NUDL Faculty Examples

UDL can be applied to many aspects of one's class. This page shares examples of aspects of UDL that participants in the NUDL project have incorporated into their classes. Although these are relevant examples, this is not an exhaustive list of how or where UDL can be applies. This page will be refreshed with examples  from NU faculty as they become available.


The syllabus sets the tone for the class. There are many ways to incorporate UDL concepts, one of the most important being setting the tone for the class by indicating your appreciation for diversity. The syllabus for Foundations of Vocal Pedagogy signifies the importance of diversity in the class right at the beginning and includes an example of a request for information that can help the professor get to know the needs of the class. The professor also does a good job of pointing out significant dates and resources by visually distinguishing them with yellow highlighting.

The syllabus for Introduction to Stage Management also provides a good example of setting the tone for the class as one of respecting diversity with the instructor's statement in the instructor overview section.
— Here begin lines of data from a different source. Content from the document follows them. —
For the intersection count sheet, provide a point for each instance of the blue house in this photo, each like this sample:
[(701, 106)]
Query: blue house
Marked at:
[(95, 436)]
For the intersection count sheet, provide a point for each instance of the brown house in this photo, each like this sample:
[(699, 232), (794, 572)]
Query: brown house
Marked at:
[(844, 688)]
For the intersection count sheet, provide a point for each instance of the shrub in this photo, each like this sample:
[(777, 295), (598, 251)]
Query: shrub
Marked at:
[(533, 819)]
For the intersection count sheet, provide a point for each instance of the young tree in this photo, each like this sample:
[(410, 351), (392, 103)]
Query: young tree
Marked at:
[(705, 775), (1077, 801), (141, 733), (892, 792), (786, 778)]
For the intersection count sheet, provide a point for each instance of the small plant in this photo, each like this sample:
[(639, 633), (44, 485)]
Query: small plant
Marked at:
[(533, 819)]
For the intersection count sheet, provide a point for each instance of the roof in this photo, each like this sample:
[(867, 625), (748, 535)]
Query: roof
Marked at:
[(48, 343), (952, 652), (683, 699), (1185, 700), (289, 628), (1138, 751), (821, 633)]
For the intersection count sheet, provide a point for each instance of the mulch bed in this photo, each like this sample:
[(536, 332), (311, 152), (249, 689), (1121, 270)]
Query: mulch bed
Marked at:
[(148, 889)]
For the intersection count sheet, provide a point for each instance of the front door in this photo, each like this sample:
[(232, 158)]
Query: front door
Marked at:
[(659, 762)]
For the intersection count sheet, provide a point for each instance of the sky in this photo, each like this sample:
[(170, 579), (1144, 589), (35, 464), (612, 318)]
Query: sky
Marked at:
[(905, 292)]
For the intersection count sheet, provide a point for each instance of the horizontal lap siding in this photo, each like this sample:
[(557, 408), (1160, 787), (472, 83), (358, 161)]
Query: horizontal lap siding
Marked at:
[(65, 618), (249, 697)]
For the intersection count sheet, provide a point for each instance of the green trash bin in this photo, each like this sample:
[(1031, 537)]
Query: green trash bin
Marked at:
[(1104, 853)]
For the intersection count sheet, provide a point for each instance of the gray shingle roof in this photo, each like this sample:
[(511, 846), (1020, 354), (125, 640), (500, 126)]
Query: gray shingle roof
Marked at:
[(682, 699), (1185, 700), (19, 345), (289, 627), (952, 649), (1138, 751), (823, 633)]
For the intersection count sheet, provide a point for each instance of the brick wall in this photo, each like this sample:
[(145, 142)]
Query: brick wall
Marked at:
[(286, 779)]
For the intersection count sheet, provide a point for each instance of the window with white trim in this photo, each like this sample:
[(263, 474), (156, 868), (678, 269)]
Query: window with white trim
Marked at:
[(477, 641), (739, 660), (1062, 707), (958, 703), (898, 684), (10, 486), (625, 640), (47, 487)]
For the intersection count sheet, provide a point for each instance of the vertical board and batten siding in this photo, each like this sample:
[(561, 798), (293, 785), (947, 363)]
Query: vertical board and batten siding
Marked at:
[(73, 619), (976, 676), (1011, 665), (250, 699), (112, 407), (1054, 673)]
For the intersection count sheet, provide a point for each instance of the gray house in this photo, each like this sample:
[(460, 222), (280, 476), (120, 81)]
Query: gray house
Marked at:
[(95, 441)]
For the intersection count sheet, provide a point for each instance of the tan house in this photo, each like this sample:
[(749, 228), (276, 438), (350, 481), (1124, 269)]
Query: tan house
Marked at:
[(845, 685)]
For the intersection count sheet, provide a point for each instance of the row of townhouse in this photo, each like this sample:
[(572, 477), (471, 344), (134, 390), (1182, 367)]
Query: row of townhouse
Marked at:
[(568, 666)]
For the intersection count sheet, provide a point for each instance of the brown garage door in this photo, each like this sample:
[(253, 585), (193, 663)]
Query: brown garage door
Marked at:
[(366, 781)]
Later, this is reaffirmed with a statement on how to obtain accommodations for students with disabilities.

The syllabus for Production in Context also sets the tone for the class through the instructor overview. It also shows how multiple means of representation of learning were incorporated into the class when it discusses the choices students have for presenting their final project in the community interview project section.


Along with demonstrating an example of multiple means of expression of learning, the instructions for the Community Interview Project in Production in Context shows how the project is broken up into steps so that students can obtain and react to feedback throughout the process of the project as opposed to only receiving feedback once the project is complete.



An important aspect of implementing UDL is not only providing students with feedback, but asking for it from students as well and making adjustments when needed. The instructor for IMC 301 made several UDL-related changes to her class, including providing everyone with extra time on quizzes, allowing quizzes to be taken at home on the students' preferred schedule,  varying the formats of quizzes to include different formats (multiple choice, fill in, essay) questions, making lecture notes available to all in advance of class, and providing clear rubrics on expectations for assignments. Part way through the quarter, the professor surveyed the class for feedback on these changes. Results of the survey show the students' thoughts on the UDL adjustments made in this class as well as a good example of how to obtain student feedback.